China's patience with Venezuela seems to have worn thin. Reuters reported last month that China is likely to roll over a current financing arrangement it has with Venezuela, allowing for lenient repayment terms, but that it won't lend the Venezuelan government any more money than it already has. China remains Venezuela's largest debt owner with $23 billion in outstanding debt.
But CSIS argues that China remains a key piece of the puzzle propping up President Maduro's repressive "narco-regime." The think tank says that China's excessive influence is both bad for Venezuela and it also raises security concerns.
China's hunger for commodities has led to "long-term dependency," essentially preventing Venezuela - and other commodity-exporting countries in Latin America - from ever developing more sophisticated valued-added sectors of the economy. Venezuela will remain in a colonial-like state, serving as a place for resource extraction for China's benefit. Indeed, China's appetite for commodities is only expected to grow.
Moreover, China's loans to Venezuela are particularly opaque. CSIS says that China has often routed its investment in Venezuela through Hong Kong to undisclosed locations. And oil-for-cash deals are especially difficult to track. Countries that overly dependent on oil exports have historically been prone to corruption, but China's effort at obscuring the money trail to Venezuela has added "yet another layer to the entrenched corruption of the Maduro regime," CSIS wrote in its report. "The international community should be skeptical of the seemingly endless amounts of untraceable money pouring into a country with a history of corruption, deep-state narcotrafficking, and without checks and balances."
That dirty money is then spent on military weapons, rather than food and other essentials for the Venezuelan people. Even as the country crumbles and people go hungry, CSIS says that Venezuela ranks 21st in the world in terms of military expenditures, and first in Latin America. And all that hardware is often put to use against its own people.
Meanwhile, the lack of cash has already resulted in debt defaults. CSIS says that Venezuela has not paid a sovereign bond since September 2017 and is actually in a state of default on 16 sovereign bonds, totaling $1.81 billion in missed payments. Still, up until now, the totals could be minuscule compared to what might lie ahead in the near future - Venezuela has more than $9 billion in bond payments coming due in 2018.
A full-blown debt default would result in a new stage of suffering for the Venezuelan people.

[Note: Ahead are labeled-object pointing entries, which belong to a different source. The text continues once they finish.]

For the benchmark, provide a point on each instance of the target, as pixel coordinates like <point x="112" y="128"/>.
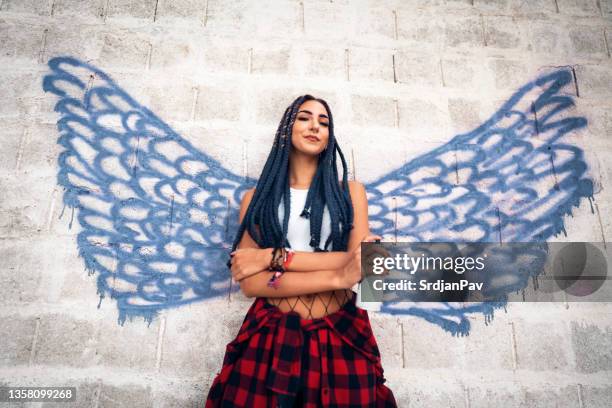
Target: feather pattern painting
<point x="157" y="216"/>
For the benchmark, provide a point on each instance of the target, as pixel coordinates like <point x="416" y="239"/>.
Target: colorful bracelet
<point x="281" y="258"/>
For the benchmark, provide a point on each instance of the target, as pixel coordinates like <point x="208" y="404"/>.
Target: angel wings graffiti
<point x="157" y="215"/>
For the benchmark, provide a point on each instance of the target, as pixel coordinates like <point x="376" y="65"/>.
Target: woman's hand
<point x="249" y="261"/>
<point x="351" y="273"/>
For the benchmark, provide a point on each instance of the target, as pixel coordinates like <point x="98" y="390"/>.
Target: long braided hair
<point x="325" y="189"/>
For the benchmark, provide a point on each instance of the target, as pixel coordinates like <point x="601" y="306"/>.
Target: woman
<point x="303" y="341"/>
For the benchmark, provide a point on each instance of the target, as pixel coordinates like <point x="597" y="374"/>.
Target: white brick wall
<point x="411" y="73"/>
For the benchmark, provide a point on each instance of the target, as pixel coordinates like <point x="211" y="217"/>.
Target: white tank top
<point x="298" y="230"/>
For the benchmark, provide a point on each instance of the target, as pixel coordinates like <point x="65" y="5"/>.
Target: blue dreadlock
<point x="325" y="189"/>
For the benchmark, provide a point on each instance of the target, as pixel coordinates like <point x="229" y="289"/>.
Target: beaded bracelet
<point x="279" y="254"/>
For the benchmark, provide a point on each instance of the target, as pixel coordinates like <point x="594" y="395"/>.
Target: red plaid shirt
<point x="279" y="359"/>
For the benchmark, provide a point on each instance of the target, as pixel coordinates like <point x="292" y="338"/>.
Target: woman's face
<point x="310" y="131"/>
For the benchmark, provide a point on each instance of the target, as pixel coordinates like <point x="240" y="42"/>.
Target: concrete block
<point x="224" y="17"/>
<point x="548" y="38"/>
<point x="459" y="73"/>
<point x="23" y="216"/>
<point x="504" y="32"/>
<point x="588" y="41"/>
<point x="268" y="60"/>
<point x="513" y="395"/>
<point x="86" y="395"/>
<point x="489" y="345"/>
<point x="274" y="19"/>
<point x="40" y="150"/>
<point x="370" y="64"/>
<point x="376" y="23"/>
<point x="427" y="346"/>
<point x="463" y="32"/>
<point x="508" y="74"/>
<point x="183" y="9"/>
<point x="176" y="53"/>
<point x="464" y="114"/>
<point x="17" y="334"/>
<point x="92" y="9"/>
<point x="579" y="7"/>
<point x="424" y="118"/>
<point x="387" y="332"/>
<point x="592" y="347"/>
<point x="195" y="341"/>
<point x="169" y="101"/>
<point x="86" y="43"/>
<point x="125" y="396"/>
<point x="225" y="58"/>
<point x="542" y="346"/>
<point x="594" y="81"/>
<point x="19" y="44"/>
<point x="421" y="70"/>
<point x="325" y="62"/>
<point x="125" y="48"/>
<point x="373" y="111"/>
<point x="596" y="396"/>
<point x="329" y="21"/>
<point x="218" y="103"/>
<point x="216" y="142"/>
<point x="128" y="8"/>
<point x="422" y="29"/>
<point x="11" y="140"/>
<point x="270" y="110"/>
<point x="41" y="8"/>
<point x="63" y="340"/>
<point x="131" y="346"/>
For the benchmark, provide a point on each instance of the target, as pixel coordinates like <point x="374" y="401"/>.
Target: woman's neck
<point x="302" y="168"/>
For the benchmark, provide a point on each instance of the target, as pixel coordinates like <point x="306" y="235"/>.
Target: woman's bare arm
<point x="321" y="280"/>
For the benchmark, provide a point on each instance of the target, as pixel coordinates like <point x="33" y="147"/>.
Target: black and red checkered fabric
<point x="278" y="359"/>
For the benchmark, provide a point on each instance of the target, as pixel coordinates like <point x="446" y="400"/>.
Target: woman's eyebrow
<point x="321" y="115"/>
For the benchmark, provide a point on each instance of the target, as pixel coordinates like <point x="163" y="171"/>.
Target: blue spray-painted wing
<point x="157" y="215"/>
<point x="512" y="179"/>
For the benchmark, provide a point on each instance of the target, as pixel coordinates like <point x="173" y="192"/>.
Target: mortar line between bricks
<point x="603" y="235"/>
<point x="43" y="46"/>
<point x="205" y="17"/>
<point x="34" y="341"/>
<point x="395" y="36"/>
<point x="402" y="355"/>
<point x="22" y="143"/>
<point x="98" y="393"/>
<point x="303" y="16"/>
<point x="466" y="396"/>
<point x="250" y="61"/>
<point x="513" y="343"/>
<point x="160" y="342"/>
<point x="196" y="91"/>
<point x="346" y="64"/>
<point x="580" y="402"/>
<point x="149" y="54"/>
<point x="155" y="11"/>
<point x="598" y="3"/>
<point x="396" y="112"/>
<point x="105" y="11"/>
<point x="51" y="210"/>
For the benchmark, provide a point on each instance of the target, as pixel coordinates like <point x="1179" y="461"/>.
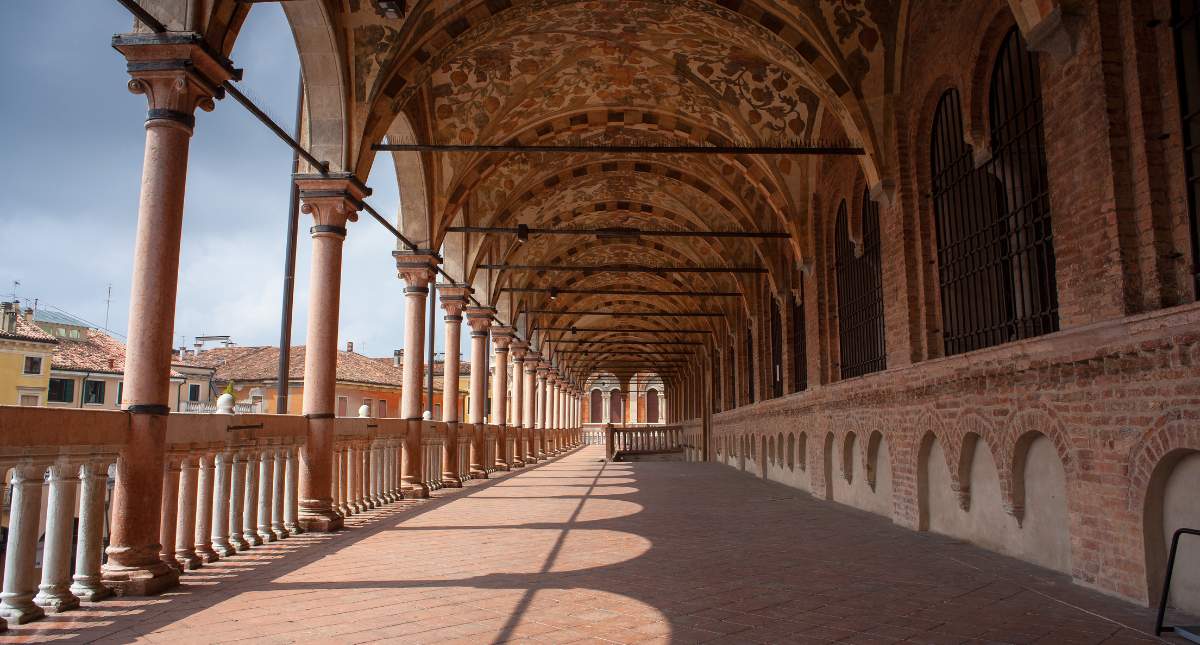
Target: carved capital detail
<point x="415" y="267"/>
<point x="175" y="72"/>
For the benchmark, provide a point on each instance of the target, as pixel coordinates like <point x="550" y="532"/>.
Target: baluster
<point x="265" y="487"/>
<point x="93" y="483"/>
<point x="281" y="472"/>
<point x="54" y="594"/>
<point x="291" y="495"/>
<point x="238" y="502"/>
<point x="19" y="574"/>
<point x="167" y="523"/>
<point x="250" y="512"/>
<point x="204" y="489"/>
<point x="185" y="526"/>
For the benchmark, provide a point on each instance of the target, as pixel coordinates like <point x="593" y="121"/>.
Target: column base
<point x="187" y="561"/>
<point x="55" y="601"/>
<point x="417" y="492"/>
<point x="90" y="590"/>
<point x="321" y="523"/>
<point x="150" y="580"/>
<point x="23" y="614"/>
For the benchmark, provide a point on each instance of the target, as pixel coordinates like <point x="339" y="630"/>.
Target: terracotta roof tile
<point x="25" y="330"/>
<point x="96" y="353"/>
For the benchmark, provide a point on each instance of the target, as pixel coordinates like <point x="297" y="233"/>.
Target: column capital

It would also leave Caracas with fewer options for selling its oil if creditors around the world try to seize oil shipments. This scenario would also likely result in even greater influence for China and Russia over Venezuela's resources.
Chinese and Russian state-owned oil companies "will probably market a significant share of PDVSA's exports and operate an increasing share of its production, guaranteeing the repayment of their loans," according to March report from the Atlantic Council. In other words, Venezuela will have to more or less hand over its oil to Chinese and Russian companies if it wants to sell any oil on the international market at all.
Unfortunately, there are few good options. The U.S. is reportedly considering sanctions, although it is unclear when or what form those might take. While there is an urge to do something, sanctions would likely only deepen the misery in Venezuela, with uncertain odds of affecting change. Moreover, what is clear is that U.S. sanctions could knock even more oil production offline, significantly raising the odds of default, and potentially opening up Venezuela to more control by China.